According to a new survey, the number of children under 10 who own mobile phones is dramatically higher than previously thought. The survey uses information of 2,000 households, and was undertaken by cloud security firm Westcoastcloud. As The Telegraph reports, the figures shown are both surprising and divisive. While 2,000 households will not speak for the entirety of the UK, it does reflect that the United Kingdom is quickly reaching a point where cellular devices are becoming part and parcel of everyone's life.
One-in-three children under the age of ten own a mobile phone, while one-in-ten children, also under the age of ten, own a smartphone, such Apple's iPhone. The survey suggests that one-in-four parents do not monitor their offspring's phones. Other information revealed by the survey says that 68% of parents felt compelled to buy their children phones in order to check up on them when they are out, and that only 17% of parents succumbed to pestering by their children. Despite only a quarter of parents monitoring their offspring's phones, the survey results prove that parents are concerned about what their children are doing online. According to the results, 61% of parents monitor their children's usage of the internet on certain devices.

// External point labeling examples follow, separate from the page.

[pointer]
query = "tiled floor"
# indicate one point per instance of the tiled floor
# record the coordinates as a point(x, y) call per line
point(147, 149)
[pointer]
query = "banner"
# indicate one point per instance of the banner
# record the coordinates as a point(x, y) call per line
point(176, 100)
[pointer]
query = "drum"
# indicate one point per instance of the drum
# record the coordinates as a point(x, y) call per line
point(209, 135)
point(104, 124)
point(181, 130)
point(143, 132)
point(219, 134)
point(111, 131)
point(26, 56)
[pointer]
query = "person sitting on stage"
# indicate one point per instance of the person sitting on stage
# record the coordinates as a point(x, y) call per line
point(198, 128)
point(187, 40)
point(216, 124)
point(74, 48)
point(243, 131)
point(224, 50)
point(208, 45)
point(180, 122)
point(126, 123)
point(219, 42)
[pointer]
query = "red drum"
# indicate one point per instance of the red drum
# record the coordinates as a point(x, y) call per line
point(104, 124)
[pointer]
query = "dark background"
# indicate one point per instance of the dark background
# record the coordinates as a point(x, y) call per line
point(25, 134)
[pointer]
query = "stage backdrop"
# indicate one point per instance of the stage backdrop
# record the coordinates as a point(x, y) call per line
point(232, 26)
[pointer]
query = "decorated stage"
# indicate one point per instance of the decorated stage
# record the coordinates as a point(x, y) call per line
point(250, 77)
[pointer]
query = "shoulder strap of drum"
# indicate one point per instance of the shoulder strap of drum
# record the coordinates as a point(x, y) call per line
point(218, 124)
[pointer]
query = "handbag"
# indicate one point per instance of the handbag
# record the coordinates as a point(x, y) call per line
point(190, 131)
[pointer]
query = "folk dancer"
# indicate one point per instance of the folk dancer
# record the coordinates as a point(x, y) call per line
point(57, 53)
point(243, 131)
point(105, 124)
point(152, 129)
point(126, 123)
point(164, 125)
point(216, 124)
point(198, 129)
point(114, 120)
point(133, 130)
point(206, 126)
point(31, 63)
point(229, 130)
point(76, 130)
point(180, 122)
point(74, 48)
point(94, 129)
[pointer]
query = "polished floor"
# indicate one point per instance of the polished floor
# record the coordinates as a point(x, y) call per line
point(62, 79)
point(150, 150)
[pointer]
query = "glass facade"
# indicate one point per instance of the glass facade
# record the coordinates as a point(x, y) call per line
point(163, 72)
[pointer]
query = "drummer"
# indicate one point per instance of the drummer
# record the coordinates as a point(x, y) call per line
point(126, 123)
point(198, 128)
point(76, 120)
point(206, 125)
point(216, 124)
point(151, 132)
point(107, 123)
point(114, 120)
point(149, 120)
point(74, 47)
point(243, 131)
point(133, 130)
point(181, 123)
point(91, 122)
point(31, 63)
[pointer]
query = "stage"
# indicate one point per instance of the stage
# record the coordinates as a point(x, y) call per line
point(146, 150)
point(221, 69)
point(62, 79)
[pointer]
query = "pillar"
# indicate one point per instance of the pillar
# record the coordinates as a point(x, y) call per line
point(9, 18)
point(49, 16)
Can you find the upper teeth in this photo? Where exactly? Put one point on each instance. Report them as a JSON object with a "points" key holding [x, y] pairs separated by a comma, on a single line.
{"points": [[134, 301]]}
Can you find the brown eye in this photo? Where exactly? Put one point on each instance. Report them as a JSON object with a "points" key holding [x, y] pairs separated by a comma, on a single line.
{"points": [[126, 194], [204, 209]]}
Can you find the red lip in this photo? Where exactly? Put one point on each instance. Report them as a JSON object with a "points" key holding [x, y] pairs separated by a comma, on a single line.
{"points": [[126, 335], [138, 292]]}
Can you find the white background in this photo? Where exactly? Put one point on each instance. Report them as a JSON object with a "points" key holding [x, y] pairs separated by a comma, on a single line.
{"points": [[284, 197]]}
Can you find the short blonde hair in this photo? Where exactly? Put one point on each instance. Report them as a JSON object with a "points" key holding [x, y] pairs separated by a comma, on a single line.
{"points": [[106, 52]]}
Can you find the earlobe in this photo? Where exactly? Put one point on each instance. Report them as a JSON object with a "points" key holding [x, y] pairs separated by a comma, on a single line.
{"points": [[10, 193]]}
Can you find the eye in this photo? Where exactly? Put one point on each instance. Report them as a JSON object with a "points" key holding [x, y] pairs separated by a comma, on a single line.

Parental controls were a divisive result in the survey. Half of those questioned said they did not want to completely block access to certain websites, while the other half were more receptive of the concept. One-in-ten children aged under ten also possess accounts on a social network, such as Twitter, Facebook, or MySpace, while one-in-four children under ten have an email address. Westcoastcloud's director, Bill Strain, made the following remark:
It's great that youngsters are interested and engaged with the latest technology, but children owning their own phones as young as four does seem unnecessary. Kids will always be able to gain access to their parents' phones and laptops but when primary school age children gain access to the internet on these devices, parents need to be aware,” Strain continued. “There's the potential that they could access unsuitable or potentially harmful content.